Language: With enrollment rising, officials search for more teachers and try innovative teaching methods.

February 20, 2001|By Lynn Anderson | Lynn Anderson,SUN STAFF

"Durante mi vida y todos mis viajes, siempre recordare que el espaM-qol es la lengua mejor."

That's the way Loch Raven High School senior Michael Hackett feels about the Spanish language. For those unfamiliar with the Romance language of Spain and of Central and South America, Hackett says it's the best.

He's not alone. Student enrollment in Spanish language classes in Baltimore County has challenged teacher hiring recently, and forced the Board of Education to consider spending $470,000 on new textbooks.

Since 1997, enrollment in Spanish classes at the high school and middle school level has increased by 3,150 students -- from 17,874 three years ago to 21,024 today.

Statewide, a serious lack of Spanish teachers exists, said Susan C. Spinnato, Baltimore County's coordinator of Foreign Languages and English for Speakers of Other Languages. Desperate for Spanish teachers, Spinnato has been forced to hire teachers who are not fully certified, she said.

Last year, county schools recruiters visited teacher colleges and job fairs across Maryland, Pennsylvania and New York in search of Spanish teachers, said June Marshall, a school system personnel officer.

Although recruiters managed to fill every Spanish language position by the start of school, two teachers have left. A post at Woodlawn Middle School remains open, said Marshall. A substitute has been filling in.

The problem, Spinnato said, is that Spanish teachers, like math and science teachers, can earn more money and receive better benefits outside the classroom.

"The attrition rate is greater than it used to be," she said. "Because we are seeing more Spanish and more people who speak Spanish in our area, there is a need for people with that language skill."

The competitive job market has forced school administrators to get creative in their search for teachers who know Spanish. Recently, they've tried to reach out to Spanish-speaking communities in the Baltimore area but have had little success finding people who speak Spanish but also know how to teach it, Spinnato said.

Another idea is to expand a program that was started several years ago by a Spanish language teacher at Loch Raven. Since 1995, master Spanish teacher Lolita Lassen has recruited high school students to teach Spanish to pupils at area elementary schools.

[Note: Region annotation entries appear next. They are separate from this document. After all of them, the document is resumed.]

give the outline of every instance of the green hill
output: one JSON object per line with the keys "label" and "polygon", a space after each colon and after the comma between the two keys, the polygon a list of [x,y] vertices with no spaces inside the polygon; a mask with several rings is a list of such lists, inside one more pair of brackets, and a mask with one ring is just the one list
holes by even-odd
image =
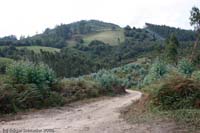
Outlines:
{"label": "green hill", "polygon": [[51,48],[51,47],[42,47],[42,46],[19,46],[17,49],[28,49],[33,50],[35,53],[40,53],[40,51],[46,51],[46,52],[60,52],[60,49],[58,48]]}
{"label": "green hill", "polygon": [[160,38],[168,38],[170,34],[175,34],[179,41],[194,41],[195,32],[192,30],[184,30],[180,28],[174,28],[166,25],[155,25],[146,23],[146,28]]}

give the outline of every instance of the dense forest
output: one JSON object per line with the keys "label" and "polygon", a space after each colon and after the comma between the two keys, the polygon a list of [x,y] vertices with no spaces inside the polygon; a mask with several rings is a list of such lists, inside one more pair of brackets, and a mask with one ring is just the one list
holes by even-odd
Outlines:
{"label": "dense forest", "polygon": [[193,8],[195,30],[82,20],[31,37],[2,37],[0,114],[135,89],[148,94],[148,110],[173,119],[185,113],[188,119],[182,122],[199,127],[200,119],[194,119],[200,118],[198,15]]}

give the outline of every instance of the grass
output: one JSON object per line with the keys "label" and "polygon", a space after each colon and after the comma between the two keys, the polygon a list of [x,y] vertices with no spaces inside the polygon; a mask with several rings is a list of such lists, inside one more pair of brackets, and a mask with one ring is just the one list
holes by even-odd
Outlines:
{"label": "grass", "polygon": [[13,60],[10,59],[10,58],[0,57],[0,61],[3,61],[3,62],[12,62]]}
{"label": "grass", "polygon": [[89,44],[93,40],[99,40],[104,43],[109,43],[110,45],[118,45],[124,42],[124,32],[123,30],[117,31],[102,31],[98,33],[89,34],[83,37],[85,43]]}
{"label": "grass", "polygon": [[47,51],[47,52],[60,52],[60,49],[58,48],[52,48],[52,47],[43,47],[43,46],[19,46],[17,49],[23,49],[26,48],[28,50],[33,50],[36,53],[40,53],[40,50]]}

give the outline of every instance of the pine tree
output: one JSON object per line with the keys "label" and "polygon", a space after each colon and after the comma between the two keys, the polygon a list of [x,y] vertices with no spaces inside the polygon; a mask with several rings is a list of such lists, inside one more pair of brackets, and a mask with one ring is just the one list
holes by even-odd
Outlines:
{"label": "pine tree", "polygon": [[169,63],[177,64],[179,42],[174,34],[166,40],[165,55]]}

The volunteer program has been so successful that some students have gone on to study Spanish in college and become Spanish teachers. One of Lassen's former students is a Spanish teacher at Patapsco High School. Two others are studying to become teachers with a minor in Spanish. Lassen predicts school administrators could ask them to switch to Spanish if the shortage continues.

"Most of my students will minor in Spanish in college because they know that it will help them in their professional lives somewhere down the line," Lassen said, who added that French used to be the foreign language of choice for college-bound students. Not so today.

"In 1990, I had seven kids in [advanced Spanish classes], now I have 28 kids in Spanish 6, and next year I will have 50 or more kids in Spanish 5 and 80 kids in Spanish 4," she said. "Students know that knowledge of the Spanish language could be their trump card in a competitive job situation where two or more people are vying for the same spot."

When Lassen started the Spanish program -- she helps student teachers plan lessons -- she had no idea it would be so popular with students, many of whom relish the time spent with younger pupils who are eager to learn words like "sombrero" and "estomago."

On a recent trip to Carroll Manor Elementary School, about 15 Loch Raven students huddled in the lobby before peeling off to classrooms where they spent about 25 minutes teaching basic Spanish words and phrases.

Hackett and his teaching partner, Amy Gorsuch, also 17, drilled first-graders on the names of body parts and articles of clothing.

"Where is your `estomago?'" asked Gorsuch. "Everyone point to your `estomago.'" The children gleefully indicated their stomachs.

At the end of the lesson, during which the children received points for correct answers and candy for good behavior, Teresa Spencer, 7, hugged Gorsuch, laying her head against the older girl's hip and whispering, "Thank you."

It's interaction like that that has tempted Gorsuch to consider a career as a teacher. "Maybe, I like it a lot, and there's such a need for teachers," she said. "But I'm not sure I want to make that commitment now. I'm thinking about majoring in computer science."

Administrators are optimistic that Lassen's tutoring program could be turned into an incubator for future Spanish teachers.

"That way we'd have our own homegrown Spanish teachers," Spinnato said. "And they'd have less background to pick up because they'd be familiar with the system."